I used to write about D-id, the Israeli startup of the day, five years ago, it had just graduated from Y Combinator at the time. The startup wanted to apply filters on face photographs in a way that the person didn’t notice the difference, and recognition algorithms malfunctioned. The goal is to prevent ill-intended people from tricking biometric authorization systems with public photos.

One year after the accelerator it indeed released the product, then there were a couple of rounds more, and this March it brought in USD 25M with a completely different concept. There’s not a trace of old positioning on the website now, D-id is doing something almost opposite now.

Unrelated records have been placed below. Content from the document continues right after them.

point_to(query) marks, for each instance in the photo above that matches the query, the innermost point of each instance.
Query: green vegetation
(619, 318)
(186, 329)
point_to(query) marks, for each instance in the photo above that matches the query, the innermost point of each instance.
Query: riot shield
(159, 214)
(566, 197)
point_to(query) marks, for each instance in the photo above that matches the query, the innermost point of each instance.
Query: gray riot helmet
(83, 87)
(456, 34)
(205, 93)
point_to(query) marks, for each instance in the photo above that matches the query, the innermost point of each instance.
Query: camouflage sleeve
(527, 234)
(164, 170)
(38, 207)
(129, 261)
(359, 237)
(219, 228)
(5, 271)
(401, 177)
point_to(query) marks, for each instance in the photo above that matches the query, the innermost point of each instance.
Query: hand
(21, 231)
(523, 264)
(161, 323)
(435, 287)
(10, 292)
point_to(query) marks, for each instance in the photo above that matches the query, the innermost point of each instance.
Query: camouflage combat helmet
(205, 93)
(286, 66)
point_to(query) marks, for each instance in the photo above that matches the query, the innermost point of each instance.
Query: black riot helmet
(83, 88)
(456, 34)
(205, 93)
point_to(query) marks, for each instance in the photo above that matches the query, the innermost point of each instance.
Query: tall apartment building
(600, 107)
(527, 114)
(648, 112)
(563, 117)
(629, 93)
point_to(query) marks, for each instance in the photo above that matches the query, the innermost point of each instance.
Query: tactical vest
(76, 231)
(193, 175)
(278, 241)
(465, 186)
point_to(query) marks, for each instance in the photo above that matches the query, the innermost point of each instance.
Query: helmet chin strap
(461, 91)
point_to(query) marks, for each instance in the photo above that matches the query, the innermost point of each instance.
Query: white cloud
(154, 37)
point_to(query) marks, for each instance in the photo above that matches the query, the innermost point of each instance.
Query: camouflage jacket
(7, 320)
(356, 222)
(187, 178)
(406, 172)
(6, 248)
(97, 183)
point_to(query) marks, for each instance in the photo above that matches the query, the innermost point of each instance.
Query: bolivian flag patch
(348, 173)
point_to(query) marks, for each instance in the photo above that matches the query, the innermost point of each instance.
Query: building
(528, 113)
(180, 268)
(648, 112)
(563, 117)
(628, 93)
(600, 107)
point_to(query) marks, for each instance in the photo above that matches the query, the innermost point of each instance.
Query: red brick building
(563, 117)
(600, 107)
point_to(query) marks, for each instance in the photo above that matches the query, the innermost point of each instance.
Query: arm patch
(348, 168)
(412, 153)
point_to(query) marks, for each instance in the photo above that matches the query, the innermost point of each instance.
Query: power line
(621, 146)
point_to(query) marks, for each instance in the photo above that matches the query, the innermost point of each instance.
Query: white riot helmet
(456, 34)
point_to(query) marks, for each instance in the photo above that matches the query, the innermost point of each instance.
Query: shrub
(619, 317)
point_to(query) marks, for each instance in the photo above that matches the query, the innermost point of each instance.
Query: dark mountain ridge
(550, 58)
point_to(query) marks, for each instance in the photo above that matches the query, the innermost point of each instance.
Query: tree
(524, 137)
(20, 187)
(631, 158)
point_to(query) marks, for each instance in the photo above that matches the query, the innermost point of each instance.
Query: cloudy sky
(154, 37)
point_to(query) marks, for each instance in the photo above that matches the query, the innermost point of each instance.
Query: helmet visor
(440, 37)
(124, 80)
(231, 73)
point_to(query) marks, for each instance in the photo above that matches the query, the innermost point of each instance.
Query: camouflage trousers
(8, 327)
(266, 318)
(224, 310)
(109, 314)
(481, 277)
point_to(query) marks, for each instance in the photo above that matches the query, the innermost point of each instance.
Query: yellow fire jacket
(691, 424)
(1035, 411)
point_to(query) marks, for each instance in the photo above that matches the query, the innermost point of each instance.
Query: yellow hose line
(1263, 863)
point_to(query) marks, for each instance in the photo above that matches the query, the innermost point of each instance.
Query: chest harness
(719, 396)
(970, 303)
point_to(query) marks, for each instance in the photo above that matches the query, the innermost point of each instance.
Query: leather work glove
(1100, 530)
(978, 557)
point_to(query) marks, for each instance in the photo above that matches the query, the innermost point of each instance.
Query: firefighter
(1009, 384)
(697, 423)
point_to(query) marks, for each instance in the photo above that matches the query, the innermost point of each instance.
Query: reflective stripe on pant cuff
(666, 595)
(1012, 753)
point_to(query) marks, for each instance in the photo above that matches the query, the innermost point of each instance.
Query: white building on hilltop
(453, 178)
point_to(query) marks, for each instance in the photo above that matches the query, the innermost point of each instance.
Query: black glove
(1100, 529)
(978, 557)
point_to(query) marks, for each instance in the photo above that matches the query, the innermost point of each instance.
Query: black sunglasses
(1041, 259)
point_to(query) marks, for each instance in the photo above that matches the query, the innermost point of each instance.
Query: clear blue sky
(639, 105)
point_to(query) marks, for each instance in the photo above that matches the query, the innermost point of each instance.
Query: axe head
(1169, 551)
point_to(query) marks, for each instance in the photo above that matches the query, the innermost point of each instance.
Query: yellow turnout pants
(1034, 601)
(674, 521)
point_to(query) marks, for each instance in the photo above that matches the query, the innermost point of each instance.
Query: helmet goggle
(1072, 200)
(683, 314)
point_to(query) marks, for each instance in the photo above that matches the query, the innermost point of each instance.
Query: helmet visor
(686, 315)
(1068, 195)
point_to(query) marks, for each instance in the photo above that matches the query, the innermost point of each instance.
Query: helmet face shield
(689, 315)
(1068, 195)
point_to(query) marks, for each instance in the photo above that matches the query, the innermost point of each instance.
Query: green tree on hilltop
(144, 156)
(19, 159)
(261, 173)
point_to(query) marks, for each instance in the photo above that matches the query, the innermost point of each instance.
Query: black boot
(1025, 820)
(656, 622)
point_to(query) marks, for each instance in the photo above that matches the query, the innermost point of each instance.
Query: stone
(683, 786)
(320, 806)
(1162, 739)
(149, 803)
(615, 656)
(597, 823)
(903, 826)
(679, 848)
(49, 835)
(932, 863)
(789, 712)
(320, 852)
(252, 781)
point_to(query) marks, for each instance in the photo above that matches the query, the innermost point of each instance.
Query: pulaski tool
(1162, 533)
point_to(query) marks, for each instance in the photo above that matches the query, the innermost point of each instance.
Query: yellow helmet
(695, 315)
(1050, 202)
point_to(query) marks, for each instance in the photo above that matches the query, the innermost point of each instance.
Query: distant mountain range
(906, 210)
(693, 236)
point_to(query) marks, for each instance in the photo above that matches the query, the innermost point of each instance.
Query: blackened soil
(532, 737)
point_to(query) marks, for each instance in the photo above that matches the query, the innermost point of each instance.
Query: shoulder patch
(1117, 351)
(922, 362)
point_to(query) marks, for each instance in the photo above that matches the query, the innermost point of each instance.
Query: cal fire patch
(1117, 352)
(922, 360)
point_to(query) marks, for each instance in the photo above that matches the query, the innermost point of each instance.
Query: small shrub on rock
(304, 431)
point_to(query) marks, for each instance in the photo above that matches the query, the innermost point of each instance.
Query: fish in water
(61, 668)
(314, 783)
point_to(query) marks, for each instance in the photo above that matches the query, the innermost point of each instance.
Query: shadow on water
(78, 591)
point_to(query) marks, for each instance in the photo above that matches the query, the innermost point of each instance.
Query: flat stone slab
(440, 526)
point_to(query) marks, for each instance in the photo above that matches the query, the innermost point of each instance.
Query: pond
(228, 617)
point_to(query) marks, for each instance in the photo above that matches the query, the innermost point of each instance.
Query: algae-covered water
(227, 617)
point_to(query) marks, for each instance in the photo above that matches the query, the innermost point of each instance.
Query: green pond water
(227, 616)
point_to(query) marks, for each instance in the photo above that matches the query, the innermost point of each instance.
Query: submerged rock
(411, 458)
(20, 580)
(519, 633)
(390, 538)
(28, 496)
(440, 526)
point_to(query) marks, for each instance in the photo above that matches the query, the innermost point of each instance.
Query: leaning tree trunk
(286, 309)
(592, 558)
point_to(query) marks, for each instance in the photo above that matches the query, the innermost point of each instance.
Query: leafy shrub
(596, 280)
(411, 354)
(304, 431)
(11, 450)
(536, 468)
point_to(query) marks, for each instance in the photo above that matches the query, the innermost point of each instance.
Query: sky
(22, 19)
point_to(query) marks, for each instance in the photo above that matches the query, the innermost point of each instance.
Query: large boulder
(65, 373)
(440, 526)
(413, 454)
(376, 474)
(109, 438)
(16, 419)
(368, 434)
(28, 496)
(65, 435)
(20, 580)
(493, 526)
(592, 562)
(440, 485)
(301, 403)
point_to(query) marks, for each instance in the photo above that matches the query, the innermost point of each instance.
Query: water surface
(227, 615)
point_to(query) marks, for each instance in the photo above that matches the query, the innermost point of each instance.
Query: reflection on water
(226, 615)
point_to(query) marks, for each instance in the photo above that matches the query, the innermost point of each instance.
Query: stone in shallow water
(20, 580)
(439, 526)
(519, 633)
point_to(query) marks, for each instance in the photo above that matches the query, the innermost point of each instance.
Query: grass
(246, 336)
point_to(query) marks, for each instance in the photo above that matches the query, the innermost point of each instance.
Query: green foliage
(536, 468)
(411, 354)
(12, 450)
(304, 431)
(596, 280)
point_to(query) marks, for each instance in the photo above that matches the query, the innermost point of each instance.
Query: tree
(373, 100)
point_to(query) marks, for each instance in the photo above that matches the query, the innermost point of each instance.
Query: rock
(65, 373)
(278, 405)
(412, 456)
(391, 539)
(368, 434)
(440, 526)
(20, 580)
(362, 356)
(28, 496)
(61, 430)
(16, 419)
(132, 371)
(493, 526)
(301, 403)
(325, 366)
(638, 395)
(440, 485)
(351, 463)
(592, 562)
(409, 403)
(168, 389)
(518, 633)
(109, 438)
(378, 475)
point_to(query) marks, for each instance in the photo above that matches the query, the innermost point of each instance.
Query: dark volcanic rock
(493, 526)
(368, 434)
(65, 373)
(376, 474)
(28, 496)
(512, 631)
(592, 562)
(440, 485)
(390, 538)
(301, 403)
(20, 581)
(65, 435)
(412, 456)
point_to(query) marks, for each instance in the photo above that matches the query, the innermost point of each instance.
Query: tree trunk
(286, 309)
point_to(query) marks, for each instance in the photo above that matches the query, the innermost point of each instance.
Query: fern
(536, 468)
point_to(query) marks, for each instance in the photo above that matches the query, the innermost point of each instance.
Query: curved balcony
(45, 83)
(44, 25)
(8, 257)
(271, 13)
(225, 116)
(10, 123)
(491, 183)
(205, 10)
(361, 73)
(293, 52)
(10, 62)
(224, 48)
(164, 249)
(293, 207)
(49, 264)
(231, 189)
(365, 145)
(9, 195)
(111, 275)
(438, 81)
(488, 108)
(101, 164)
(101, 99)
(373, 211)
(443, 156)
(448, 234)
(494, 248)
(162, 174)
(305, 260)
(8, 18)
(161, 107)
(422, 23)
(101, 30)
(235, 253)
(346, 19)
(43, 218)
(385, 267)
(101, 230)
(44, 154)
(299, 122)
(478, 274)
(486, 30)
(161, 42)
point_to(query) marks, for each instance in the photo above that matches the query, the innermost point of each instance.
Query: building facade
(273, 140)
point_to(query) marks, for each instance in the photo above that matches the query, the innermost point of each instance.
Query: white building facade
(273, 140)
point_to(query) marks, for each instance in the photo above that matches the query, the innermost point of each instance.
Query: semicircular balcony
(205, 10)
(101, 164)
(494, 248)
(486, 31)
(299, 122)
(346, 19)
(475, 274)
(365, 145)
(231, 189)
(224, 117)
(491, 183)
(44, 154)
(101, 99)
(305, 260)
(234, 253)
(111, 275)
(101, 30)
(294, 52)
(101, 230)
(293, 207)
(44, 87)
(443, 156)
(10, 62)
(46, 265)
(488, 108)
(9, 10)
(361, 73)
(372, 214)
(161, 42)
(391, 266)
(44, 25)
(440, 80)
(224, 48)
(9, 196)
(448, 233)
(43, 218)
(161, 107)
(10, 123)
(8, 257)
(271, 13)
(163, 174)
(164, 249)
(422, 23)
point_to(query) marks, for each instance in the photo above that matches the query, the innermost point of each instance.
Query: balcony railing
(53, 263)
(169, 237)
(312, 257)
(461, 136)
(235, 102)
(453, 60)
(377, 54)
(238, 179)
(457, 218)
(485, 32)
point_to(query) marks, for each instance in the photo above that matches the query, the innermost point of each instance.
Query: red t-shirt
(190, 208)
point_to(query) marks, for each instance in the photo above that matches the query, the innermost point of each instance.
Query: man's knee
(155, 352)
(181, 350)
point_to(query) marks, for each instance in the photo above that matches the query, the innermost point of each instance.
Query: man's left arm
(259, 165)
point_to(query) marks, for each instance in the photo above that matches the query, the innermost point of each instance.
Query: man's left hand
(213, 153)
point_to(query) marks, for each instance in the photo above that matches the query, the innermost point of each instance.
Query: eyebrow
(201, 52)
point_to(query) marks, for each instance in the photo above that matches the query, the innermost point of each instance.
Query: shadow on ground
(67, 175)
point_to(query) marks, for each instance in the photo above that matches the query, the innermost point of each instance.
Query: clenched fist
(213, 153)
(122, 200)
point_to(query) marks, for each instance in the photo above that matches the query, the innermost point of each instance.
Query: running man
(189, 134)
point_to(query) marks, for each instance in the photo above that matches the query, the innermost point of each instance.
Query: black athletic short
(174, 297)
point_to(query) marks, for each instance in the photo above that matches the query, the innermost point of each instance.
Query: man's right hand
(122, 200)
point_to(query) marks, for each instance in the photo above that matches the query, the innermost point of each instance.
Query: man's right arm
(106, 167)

Now, its neural networks take a person’s photograph and voice and use them to make a video with the desired movement or speech – we would call it deep fake if it were operated by an enemy hacker and not a respected B2B startup. With D-id’s help, a TV broadcasting company can do without a host, the university can do without a lecturer, and a corporation can send out a personal address from its CEO to every employee. And all one needs for that, other than a voice recording, is just one photograph!

‘Resurrection’ of old photos from archives is a separate direction, D-id boasts about it almost as much as commercial generation. To my taste, the examples look disastrous, I wouldn’t like to turn my great-grandmother’s portrait into this, but some people like it. The startup even partnered up with MyHeritage, a large online project on genealogy.